During the Civil War, Bowlegs rode north to Kansas with the Loyal Seminoles and maroons. After the war, he returned home and carried mail from Fort Gibson to Wewoka when the post office opened in 1867. He later operated a toll bridge and the Seminoles employed him to bury criminals after they were executed. However, Bowlegs was best-known for being an interpreter to the Seminole nation.

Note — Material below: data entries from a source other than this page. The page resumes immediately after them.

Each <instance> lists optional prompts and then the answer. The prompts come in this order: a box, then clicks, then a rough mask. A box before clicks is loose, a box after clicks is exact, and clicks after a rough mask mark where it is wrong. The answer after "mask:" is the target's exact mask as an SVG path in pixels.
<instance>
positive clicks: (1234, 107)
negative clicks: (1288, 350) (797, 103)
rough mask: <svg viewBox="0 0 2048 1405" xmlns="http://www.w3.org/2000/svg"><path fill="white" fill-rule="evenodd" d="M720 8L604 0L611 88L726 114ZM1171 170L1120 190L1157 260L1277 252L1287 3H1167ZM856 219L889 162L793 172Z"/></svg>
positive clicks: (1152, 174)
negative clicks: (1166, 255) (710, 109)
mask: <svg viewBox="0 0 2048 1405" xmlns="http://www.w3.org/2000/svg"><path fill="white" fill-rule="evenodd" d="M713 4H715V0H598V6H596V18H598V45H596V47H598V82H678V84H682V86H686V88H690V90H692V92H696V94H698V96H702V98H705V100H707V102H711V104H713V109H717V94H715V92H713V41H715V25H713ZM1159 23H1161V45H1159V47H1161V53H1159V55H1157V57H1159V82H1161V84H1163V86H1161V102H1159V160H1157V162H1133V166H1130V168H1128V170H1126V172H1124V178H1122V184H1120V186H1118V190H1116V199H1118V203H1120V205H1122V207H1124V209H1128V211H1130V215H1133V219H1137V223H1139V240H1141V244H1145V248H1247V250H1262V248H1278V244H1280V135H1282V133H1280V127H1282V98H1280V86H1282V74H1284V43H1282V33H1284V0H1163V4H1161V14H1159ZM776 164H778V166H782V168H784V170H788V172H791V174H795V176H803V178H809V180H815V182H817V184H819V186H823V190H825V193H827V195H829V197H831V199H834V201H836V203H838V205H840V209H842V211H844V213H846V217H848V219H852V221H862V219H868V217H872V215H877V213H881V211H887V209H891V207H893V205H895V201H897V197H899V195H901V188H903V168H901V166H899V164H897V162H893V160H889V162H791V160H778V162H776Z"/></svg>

Bowlegs was appointed to Dr. C.P. Lynn and Dr. Virgil Berry as their interpreter and guide, a position that was of great importance during that time. Bowlegs proved that he was invaluable and an expert when it came to the Indians and maroons, and he would also escort Dr. Lynn on his sick calls. Working with the doctor so closely, Bowlegs also helped attend to the patients, even administering anesthetics at times.
When the smallpox epidemic hit the Seminole nation, after inoculating themselves, the doctor and bowlegs traveled inoculating others in the Seminole nation. The epidemic was still raging when Dr. Berry left the Seminole country in the summer of 1901. It was four more years before the disease ran its course and the Seminole death rate returned to its 1898 level.
Bowlegs had what was considered a good life during that time: he was a freedman and well-respected by Indians, whites, and blacks. Bowlegs died in 1912 in Oklahoma.